Diese fehlende Materialeffizienz bildet einen Ansatzpunkt für neuartige bewehrte Glaskonstruktionen. Das Institut für Baukonstruktion der Technischen Universität Dresden verfolgt dabei einen Weg, der an den Stahlbetonbau angelehnt ist. Die Glasträger werden mit einer vorgespannten Bewehrung ausgestattet: So entsteht ein Spannglasträger.
Nach dem Bruch des Glases kann nun die Bewehrung einen Teil der Last abtragen. Wie eine solche Materialkombination praktisch umsetzbar ist, zeigt eine innovative Spannglasbrücke, die auf der glasstec 2014 in Düsseldorf zu sehen war (Bild 01).
Konstruktion und Anforderungen
Der Entwurf zeigt beeindruckend die Leistungsfähigkeit der Spannglasträger. Zielstellung des Forschungsprojekts ist die Entwicklung eines Glasträgersystems, welches eine vorgefertigte Lösung für Fassaden und Dächer ermöglicht.
Die 9 m weit spannende Brücke bestand aus zwei Hauptträgern, auf denen eine begehbare Verglasung als Verkehrsfläche auflag. Eine umlaufende Ganzglasbrüstung sorgte für die erforderliche Nutzungssicherheit (Bild 01, rechts).
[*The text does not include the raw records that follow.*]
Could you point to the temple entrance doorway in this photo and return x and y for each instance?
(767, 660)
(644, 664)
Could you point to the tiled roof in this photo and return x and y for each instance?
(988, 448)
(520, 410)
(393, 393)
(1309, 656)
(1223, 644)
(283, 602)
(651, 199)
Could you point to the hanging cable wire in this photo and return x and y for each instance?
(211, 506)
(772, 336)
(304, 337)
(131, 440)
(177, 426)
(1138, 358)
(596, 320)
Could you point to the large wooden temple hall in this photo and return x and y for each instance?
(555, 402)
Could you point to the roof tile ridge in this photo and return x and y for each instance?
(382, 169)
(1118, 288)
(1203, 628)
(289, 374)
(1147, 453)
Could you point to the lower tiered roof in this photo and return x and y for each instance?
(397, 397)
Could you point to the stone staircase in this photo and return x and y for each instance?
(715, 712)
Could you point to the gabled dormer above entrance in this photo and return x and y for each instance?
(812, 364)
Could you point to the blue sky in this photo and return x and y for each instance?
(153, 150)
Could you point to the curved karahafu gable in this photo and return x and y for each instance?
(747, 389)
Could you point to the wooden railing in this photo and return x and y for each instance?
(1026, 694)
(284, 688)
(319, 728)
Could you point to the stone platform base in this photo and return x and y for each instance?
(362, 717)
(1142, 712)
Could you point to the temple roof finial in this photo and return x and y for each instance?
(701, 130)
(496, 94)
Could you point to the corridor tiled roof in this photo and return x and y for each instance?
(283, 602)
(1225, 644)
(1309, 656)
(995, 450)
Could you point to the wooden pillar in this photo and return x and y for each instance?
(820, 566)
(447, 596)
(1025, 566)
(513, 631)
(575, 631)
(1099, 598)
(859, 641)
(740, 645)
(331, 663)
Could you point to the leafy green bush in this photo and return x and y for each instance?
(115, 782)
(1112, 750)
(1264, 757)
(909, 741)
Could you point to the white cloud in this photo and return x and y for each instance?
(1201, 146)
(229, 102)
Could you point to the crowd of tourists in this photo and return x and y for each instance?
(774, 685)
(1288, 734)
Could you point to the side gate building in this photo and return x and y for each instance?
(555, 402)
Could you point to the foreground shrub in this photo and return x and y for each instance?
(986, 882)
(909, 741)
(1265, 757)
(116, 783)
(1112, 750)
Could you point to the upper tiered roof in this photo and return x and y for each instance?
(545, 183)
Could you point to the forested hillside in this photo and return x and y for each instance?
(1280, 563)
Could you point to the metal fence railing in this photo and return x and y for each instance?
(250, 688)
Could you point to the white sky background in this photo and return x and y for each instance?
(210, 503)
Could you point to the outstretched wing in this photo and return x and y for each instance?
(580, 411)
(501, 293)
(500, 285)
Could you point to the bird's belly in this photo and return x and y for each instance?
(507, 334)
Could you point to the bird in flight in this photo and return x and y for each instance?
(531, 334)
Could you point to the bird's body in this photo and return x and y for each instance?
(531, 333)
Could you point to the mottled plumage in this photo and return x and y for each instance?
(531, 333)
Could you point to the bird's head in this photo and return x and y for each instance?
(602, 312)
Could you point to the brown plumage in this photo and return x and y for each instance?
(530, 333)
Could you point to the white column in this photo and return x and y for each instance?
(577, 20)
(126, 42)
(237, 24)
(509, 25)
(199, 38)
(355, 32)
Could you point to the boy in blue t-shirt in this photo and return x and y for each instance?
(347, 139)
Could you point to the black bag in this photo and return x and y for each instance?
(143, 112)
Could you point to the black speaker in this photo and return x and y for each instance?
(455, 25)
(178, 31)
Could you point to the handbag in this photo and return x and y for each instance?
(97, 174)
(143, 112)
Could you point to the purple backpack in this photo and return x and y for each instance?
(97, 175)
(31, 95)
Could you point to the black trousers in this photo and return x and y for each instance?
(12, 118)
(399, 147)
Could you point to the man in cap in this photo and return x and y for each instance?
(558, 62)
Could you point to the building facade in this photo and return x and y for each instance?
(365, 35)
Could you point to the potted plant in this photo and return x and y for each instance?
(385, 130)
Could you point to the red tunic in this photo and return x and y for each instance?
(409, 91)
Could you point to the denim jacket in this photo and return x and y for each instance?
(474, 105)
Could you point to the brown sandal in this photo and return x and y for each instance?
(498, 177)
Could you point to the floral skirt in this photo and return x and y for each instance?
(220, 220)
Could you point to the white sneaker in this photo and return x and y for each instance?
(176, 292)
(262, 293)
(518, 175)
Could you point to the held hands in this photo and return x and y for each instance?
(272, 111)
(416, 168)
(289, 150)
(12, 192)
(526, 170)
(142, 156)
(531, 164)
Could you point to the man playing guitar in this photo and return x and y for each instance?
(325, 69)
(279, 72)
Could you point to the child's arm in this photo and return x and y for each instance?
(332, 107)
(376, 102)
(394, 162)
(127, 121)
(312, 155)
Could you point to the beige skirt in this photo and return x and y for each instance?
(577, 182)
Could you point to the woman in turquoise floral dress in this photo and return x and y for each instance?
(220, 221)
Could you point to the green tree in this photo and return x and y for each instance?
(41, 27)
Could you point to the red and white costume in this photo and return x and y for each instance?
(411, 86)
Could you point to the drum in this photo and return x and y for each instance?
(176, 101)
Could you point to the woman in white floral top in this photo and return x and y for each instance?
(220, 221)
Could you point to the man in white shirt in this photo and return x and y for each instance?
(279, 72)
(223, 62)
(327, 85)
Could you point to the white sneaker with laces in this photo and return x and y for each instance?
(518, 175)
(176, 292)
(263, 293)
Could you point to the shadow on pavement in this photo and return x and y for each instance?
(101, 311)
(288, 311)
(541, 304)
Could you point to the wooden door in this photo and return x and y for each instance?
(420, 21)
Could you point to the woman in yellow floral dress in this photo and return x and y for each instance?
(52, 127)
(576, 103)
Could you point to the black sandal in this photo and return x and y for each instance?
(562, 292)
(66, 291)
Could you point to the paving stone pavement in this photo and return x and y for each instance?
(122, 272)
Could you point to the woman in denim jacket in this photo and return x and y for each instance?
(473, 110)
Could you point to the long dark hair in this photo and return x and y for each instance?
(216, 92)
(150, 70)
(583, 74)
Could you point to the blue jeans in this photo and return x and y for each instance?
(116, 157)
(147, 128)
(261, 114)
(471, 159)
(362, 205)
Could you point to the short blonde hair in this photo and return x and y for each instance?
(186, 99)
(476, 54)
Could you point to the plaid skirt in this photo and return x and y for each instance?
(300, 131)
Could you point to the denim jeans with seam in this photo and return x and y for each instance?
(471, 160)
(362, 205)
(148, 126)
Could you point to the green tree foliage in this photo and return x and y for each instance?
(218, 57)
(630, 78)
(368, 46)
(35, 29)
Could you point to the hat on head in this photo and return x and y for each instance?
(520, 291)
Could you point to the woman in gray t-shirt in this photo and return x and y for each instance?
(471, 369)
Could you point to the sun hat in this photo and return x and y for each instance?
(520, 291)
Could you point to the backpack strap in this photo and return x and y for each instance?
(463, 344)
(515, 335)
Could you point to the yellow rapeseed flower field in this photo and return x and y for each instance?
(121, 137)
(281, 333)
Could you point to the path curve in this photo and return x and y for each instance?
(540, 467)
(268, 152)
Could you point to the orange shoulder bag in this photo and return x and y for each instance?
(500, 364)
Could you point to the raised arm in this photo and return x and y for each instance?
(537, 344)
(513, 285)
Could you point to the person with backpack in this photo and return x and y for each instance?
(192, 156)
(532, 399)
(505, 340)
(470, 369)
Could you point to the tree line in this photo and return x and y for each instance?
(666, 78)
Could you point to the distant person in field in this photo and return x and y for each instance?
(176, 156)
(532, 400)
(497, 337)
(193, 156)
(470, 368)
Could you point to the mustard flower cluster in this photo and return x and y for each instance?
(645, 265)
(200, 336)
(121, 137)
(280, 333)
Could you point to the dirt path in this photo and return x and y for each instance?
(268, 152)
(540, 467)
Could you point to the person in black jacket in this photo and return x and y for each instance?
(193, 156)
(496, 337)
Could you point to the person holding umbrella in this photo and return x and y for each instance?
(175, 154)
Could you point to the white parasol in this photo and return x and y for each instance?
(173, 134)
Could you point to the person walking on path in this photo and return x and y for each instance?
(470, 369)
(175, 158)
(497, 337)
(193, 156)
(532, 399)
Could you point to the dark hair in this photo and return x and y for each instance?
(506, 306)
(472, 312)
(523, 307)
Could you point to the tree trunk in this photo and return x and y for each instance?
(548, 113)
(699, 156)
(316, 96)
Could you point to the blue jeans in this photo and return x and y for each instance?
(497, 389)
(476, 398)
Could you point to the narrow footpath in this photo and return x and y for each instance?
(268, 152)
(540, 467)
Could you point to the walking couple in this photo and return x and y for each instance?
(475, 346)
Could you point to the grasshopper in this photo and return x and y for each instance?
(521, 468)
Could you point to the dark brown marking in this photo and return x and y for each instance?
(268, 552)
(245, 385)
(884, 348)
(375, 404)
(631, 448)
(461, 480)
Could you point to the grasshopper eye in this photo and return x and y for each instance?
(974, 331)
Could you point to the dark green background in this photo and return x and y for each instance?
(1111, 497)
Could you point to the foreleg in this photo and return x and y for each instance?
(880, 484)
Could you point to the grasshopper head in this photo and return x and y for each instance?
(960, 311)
Die Brücke wurde entsprechend den technischen Regeln der Messe Düsseldorf bemessen, dies beinhaltete bereits die Anforderungen aus der neuen DIN 18008.
Die beiden 9,0 m langen und 60 cm hohen Hauptträger bildeten den Kern der hybriden Konstruktion. Jeder Träger wurde aus zwei Zweifach-Verbund-Sicherheitsgläsern erstellt, die mit einem lichten Abstand von 60 mm zueinander in einen stählernen Auflagerschuh gestellt wurden. Der verbleibende Spalt beherbergt ein 24 mm starkes Spiralseil, das bis auf 400 kN vorgespannt werden kann und damit eine zusätzliche, materialgünstige Druckbeanspruchung in das Glas einträgt. Ein Vorspannseil aus Stahl dient dazu die Tragfähigkeit der Glasträger zu erhöhen. Am stählernen Auflagerstuhl (Bild 04) wird das Spannseil verankert. Gleichzeitig findet das Glas sein Auflager, das Brüstungsprofil kann oben verschraubt und die begehbare Verglasung aufgelegt werden.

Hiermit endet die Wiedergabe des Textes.